For the third game in the Chain of Command Market Garden campaign I introduce some new terrain I've been working on. The roads on this table have been made by applying a acrylic caulk/paint/sand mixture on the backside of some brown wax cloth. The cloth has been cut to shape once dry. I think it worked out pretty good, although there's a bit of warping going on at the ends of the pieces. I wonder if I should store them compressed or glue bits of wire to the ends to keep them flat? What about the colour, do you think I should give it a drybrush?
Anyway, here's the game, commentary embedded on the pictures as usual:
In a nutshell, a big firefight developed on the open area of the map. The Germans had the upper hand at first but the brits rebounded (perhaps aided by us playing the shock reducing rules wrong). The British made a flanking manoeuver forcing the Germans to deploy a portion of their force in opposition, but this fight never got off the ground as the German force morale disintegrated.
A third loss for the Germans but this was the toughest game yet. Now the British started to take an appreciable amount of casualties as well, and not a moment too soon! The next game will be the last in the campaign.

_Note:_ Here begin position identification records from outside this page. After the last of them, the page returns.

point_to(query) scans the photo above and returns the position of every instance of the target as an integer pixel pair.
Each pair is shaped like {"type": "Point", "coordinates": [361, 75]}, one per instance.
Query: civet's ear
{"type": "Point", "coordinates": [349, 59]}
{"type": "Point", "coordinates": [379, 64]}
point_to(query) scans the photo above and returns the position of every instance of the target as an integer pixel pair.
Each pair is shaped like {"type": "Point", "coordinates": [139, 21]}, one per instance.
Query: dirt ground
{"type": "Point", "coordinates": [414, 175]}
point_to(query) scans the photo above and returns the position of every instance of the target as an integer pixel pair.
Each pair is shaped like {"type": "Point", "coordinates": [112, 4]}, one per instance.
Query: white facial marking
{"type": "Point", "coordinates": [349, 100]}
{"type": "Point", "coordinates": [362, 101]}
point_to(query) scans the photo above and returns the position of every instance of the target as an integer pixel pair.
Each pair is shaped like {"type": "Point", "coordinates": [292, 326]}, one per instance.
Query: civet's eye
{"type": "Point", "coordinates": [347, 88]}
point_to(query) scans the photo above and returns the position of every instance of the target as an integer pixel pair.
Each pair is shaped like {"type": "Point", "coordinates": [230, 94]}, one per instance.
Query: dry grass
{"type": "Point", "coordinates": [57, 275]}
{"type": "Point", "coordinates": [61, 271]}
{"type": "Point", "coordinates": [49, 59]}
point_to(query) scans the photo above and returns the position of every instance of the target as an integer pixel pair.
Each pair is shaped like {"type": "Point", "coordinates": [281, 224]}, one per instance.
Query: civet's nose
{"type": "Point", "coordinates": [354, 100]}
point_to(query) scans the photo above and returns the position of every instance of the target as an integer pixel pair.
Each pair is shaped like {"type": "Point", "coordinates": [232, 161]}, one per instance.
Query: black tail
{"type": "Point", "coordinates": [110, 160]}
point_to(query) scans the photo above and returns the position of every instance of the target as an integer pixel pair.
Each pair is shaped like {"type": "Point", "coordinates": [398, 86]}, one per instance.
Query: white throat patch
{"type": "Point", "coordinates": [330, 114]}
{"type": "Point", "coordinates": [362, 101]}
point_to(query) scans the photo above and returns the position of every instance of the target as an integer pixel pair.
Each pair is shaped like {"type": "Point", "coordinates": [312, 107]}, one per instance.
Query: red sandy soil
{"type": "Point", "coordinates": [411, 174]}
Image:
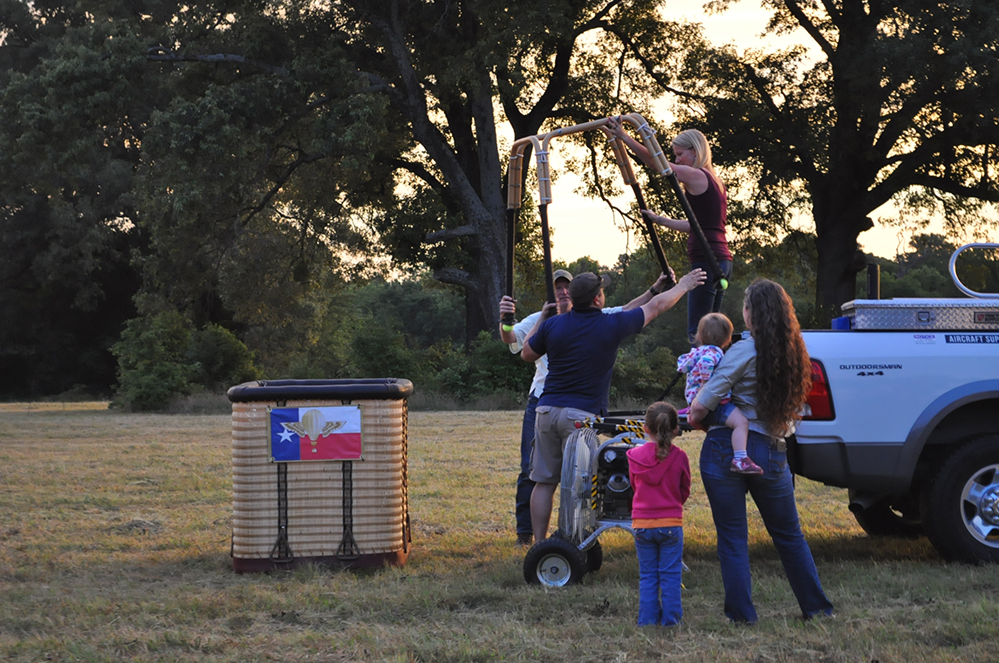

Playing a Green force versus an elite force is definitely tough. The difference in firepower is great and only by a significant terrain advantage (troops in buildings versus troops in woods in a firefight) was I able to stall what seemed inevitable again. The Green force gets loads of points for support options to make up for the difference but the difference in Force morale means that the Green force will still be easy to rout in comparison and even with plenty of support choices the lower amount of activation dice means it is more difficult to take advantage of the greater numbers.
For casual Chain of Command play I recommend sticking to a maximum of one "level" of grade difference. Greens versus regulars or regulars versus elites.